In contrast, the choice you perceive is falsely easy. The real choice is not between simple life and simple death but between the probable quality of life and the probable quality of death.

Nor is the real choice simply about the potential life of the conceived entity. It is about the effects which that conceived entity will have (with an estimated degree of certainty) on other human beings of worth.

We humans live in families and communities. Parents have responsibilities that go far beyond the life of a freshly conceived entity. They have responsibilities to themselves, to their spouse or partner, to their other children, to their wider family, to their community, to their nation and, more and more importantly in this time of dwindling and misuse of resources, to the world. It is not possible to make a mature and reasonable decision about continuing or terminating an unexpected or dangerous pregnancy unless you take the reasonable needs of other people into account, especially if you have bred them yourself. "If you breed them, don't kill them" should be applied to your fully formed existing children first.

As people mature they are generally able to make decisions which take into account a widening set of factors. In twenty years time, when you have children of your own, you may wonder how you could ever have been such a one-track thinker. For the sake of those future children, I hope so.
It's not the mother's body either.
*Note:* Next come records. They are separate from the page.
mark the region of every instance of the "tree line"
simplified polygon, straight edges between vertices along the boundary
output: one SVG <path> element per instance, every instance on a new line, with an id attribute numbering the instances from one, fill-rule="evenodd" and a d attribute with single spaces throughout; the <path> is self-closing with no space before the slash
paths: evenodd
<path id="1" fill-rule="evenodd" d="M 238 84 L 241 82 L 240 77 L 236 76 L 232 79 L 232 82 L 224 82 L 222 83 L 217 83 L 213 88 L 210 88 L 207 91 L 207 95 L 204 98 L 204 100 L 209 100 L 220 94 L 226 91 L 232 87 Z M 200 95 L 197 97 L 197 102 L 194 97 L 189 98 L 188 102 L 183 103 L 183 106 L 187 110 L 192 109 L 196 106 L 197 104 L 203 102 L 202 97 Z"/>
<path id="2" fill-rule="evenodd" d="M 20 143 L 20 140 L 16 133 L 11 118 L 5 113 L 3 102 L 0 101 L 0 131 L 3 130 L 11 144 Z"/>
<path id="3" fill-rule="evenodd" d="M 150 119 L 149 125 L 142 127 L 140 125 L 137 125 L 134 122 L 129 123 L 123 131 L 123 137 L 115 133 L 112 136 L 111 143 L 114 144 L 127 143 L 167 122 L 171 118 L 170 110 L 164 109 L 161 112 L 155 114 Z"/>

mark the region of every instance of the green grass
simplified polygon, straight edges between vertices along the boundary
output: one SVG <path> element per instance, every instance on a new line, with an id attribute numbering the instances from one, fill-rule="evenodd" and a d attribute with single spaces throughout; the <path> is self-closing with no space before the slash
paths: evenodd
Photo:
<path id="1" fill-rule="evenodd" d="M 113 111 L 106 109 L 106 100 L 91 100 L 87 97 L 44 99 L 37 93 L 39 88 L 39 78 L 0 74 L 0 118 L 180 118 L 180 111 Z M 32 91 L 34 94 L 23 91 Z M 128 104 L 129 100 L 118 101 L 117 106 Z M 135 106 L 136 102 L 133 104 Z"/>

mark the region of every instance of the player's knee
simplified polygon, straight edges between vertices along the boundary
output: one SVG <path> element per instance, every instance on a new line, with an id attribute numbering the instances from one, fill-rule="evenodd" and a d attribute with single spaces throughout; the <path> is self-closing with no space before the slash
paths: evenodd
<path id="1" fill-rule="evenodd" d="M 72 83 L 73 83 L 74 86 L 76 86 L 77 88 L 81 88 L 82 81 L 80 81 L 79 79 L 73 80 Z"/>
It's the child's.
At the stage when medical abortions are performed, it is an unreasonable anthropomorphic stretch to describe the conceived entity as having a "body". At that stage it is not a "child" (feeling, thinking, breathing, aware) and it does not have a "body."

If you have a wet dream and spill a few thousand sperm on your sheets you could be destroying more human life forms than an abortificant drug or a doctor performing an early abortion.

Should you deposit these sperm in some woman's virgina the chances are that one might impregnate an egg which fails to attach itself, or fails to remain attached, to the uterine wall. The resulting human "child" is usually lost in the tiolet. You might consider the idea of sifting through your household toilet bowl in case one of these baby bodies dropped in there. No? Then rethink your position.